And what’s not to like? The Bobs take unabashed delight in any type of humorous quackery they can work into a few existential words and musical notes. Take, for instance, the song “Elwood Decker,” a vocal eulogy lifted from an obituary that bassman Richard Bob Greene read in a newspaper one day. (Every group member takes Bob as a middle name, by the way). For 88 years, Elwood Decker walked on the railroad tracks and “the other day he was abstractly struck by a train…now he’s gone…and there’s no more to tell.” Pretty uneventful plot line, but combine it with exotic vocalizations, and you’ve got the Bobs’ version of a richly harmonic universe filled with little stories and big sounds.
The real adventure spirit of this group comes from having no instrumental accompaniment yet still providing the sounds of, say, a horn or a xylophone. Joe Bob Finetti alone psychotically furnishes the brass section, the percussion section and the vocal pedal steel guitar (which he played with hilarious success in “Mess Me Up Again” — another Greene original). Perhaps Joe Bob’s most unforgettable moment, however, came about when he dropped to his haunches for the wind-out guitar solo (a la Jimi Hendrix) in a cut-loose performance of “Purple Haze.”
Although a Bobs concert is certifiably loony, it isn’t always over the top (as was a Gregorian chant version of “Light My Fire”). “Particle Man,” featuring Joe Bob in the boyish lead vocals, showed off traditional urban-street harmonies. Several “instrumental” jazzy jams were unsurpassably thick with texture, thanks also to founding Bob and all-around nice guy, Matthew Bob Skull, and newest Bobs member, Lori Bob Rivera (whose voice rivals a diamond’s ruggedness and clarity). Other cover songs included the Coasters hit “Searchin’,” “Unchain My Heart,” “Ain’t Nobody Here But Us Chickens,” “Caravan” (done by the Mills Brothers in the 1920s) and “Helter Skelter.” In an encore, the group snapped its way through a zingy version of “Cowboy Lips,” one of their signature goofy pieces.

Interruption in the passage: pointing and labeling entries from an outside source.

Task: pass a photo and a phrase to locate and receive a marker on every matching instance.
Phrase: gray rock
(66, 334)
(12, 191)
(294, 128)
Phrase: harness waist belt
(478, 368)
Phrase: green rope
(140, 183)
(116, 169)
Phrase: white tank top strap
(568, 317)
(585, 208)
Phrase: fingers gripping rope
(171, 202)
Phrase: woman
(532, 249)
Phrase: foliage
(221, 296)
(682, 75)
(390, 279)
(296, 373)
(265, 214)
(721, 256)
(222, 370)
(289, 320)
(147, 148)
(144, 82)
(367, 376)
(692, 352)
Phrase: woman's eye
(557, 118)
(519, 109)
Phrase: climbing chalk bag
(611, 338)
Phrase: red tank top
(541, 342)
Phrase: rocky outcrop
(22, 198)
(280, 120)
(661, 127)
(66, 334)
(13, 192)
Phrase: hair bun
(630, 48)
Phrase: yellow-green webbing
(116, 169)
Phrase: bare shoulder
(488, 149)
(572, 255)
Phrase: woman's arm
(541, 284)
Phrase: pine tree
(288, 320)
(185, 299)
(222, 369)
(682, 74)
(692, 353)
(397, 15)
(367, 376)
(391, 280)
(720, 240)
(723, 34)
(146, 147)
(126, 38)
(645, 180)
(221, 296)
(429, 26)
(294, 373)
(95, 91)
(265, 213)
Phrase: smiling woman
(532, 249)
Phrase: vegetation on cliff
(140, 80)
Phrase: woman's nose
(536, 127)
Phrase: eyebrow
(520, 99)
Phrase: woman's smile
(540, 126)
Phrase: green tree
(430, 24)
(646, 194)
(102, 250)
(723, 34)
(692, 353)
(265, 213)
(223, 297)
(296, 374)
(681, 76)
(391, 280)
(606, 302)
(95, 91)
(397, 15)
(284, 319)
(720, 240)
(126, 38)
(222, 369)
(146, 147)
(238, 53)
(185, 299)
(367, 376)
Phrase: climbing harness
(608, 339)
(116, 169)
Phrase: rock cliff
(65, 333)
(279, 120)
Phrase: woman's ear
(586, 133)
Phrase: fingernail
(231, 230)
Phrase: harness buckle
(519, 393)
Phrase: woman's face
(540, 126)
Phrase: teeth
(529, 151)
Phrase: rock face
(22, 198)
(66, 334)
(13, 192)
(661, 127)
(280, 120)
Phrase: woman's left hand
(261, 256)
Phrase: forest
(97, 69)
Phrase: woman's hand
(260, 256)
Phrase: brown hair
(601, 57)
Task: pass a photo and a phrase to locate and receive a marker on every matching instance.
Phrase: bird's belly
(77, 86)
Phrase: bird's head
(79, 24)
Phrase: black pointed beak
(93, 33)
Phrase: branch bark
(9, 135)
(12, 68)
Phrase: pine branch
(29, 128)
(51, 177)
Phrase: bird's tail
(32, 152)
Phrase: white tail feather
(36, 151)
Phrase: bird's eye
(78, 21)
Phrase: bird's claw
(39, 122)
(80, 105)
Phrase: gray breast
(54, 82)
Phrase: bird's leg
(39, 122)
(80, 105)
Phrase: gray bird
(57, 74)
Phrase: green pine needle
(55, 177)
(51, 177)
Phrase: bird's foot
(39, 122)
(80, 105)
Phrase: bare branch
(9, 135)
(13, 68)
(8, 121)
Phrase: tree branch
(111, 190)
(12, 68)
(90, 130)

Since their debut in 1981, the Bobs have risen to a cappella fame, which seems to have given them a cynical cockiness that falls short of their vocal accomplishments. In Orono, they poked fun at the crowd, shamelessly promoted their sale table in the lobby, and guilelessly admitted to working out new numbers on the Maine crowd. That doesn’t say much for their professional manners — though you’d be hard-pressed to find much that was unpalatable in their superb music.